Pelosi was asked by a reporter whether House Democrats, who the reporter said "took a huge risk in supporting" the ACA in 2010 and potentially jeopardized their majority, were disappointed in the law’s glitch-ridden rollout.

"I don’t even buy into the idea that we lost the election because of health care," Pelosi said. "One of the most damaging votes that our members had to take was the TARP, 700-plus-billion dollars to bail out Wall Street, in the view of the public. We didn’t see it that way.
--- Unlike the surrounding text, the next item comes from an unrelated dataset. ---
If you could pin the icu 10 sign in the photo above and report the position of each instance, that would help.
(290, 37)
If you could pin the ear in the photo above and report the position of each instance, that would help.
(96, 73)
We saw it as rescuing our economy from a financial services meltdown, and it was necessary for us to do."

"But I’m glad you asked that question because it enables me to say the Democrats were the ones who saved the day with that vote," she continued. "And people never really got over that vote."

However, experts say the ACA, commonly known as Obamacare, played a decisive role in voters’ election of a Republican House majority in 2010.

According to 2010 exit polls, 56 percent of independents voted for Republican candidates in 2010, compared to 39 percent in 2006. 48 percent of voters at the time said the health care law should be repealed, while 31 percent said it should be expanded, and 16 percent said it should be left as is.

"The central political problem for the Democrats [in 2010] was that a solid majority of independents sided with Republican identifiers opposing [Obamacare] as too intrusive and too expensive, and opinions on it became tightly linked to evaluations of Obama’s performance," wrote Gary Jacobson, political science professor at University of California, San Diego, in a 2011 analysis.

"The health care debate thus contributed to a more general loss of support for Obama among independents; in surveys taken in the fall of 2010, on average only about 40 percent of independents approved of his job performance."

Additionally, both Republican and Democratic votes on Obamacare proved to be a reliable indicator of their electoral success in 2010, wrote Jeffrey Anderson, a writer who covers Obamacare for the Weekly Standard, in a 2010 post. Obamacare passed in March 2010 without a single Republican vote.

"In swing districts, those ranging from +5 Democratic to +5 Republican (based on votes in the past three presidential elections), House incumbents who voted no on Obamacare won 20 of 23 races, by an average of 22 percentage points," he wrote. "House incumbents who voted yes on Obamacare won 10 of 26 races, not one of them by double-digits. These tallies include both parties, but isolating Democrats yields similar results."

A similar phenomenon occurred among Democrats running in districts ranging from slightly Democratic to pro-Republican, he said.

"In the districts in question, the results are striking: Democrats who voted no on Obamacare won eight races and lost six, while Democrats who voted yes on Obamacare won 11 races and lost a whopping 29," he said. "On average, these anti-Obamacare Democrats ran in +6 GOP districts, while these pro-Obamacare Democrats ran in +3 GOP districts. So, in nearly identical—even slightly less-favorable—districts, Democrats who voted against Obamacare won reelection at more than twice the clip (57 to 28 percent) of those who voted for it."

While Republicans made huge gains in the House in 2010, they actually lost seats in 2008 after the TARP vote. Ninety-one Republicans joined 172 Democrats in favor of the bailout in the final tally.

Pelosi said at the press conference that TARP votes had hurt Democrats in 2010.

"Pelosi is empirically incorrect," said Jay Cost, another Weekly Standard writer who has covered Obamacare, in an email. "If TARP was the culprit, why did the House Republicans who supported it not lose as well? That was a bipartisan bill, ultimately: supported largely by congressional Democrats but also by a Republican president."

Anderson also noted in his post that among citizens who described the economy as "not good" in 2010, 52 percent voted Democratic, while only 45 percent voted Republican.

"This election wasn’t mostly about the economy," he wrote. "It was about voters emphatically rejecting unlimited government, federal arrogance, and fiscal irresponsibility—and, in particular, the 2,700-page mound of legislation that best embodies all three."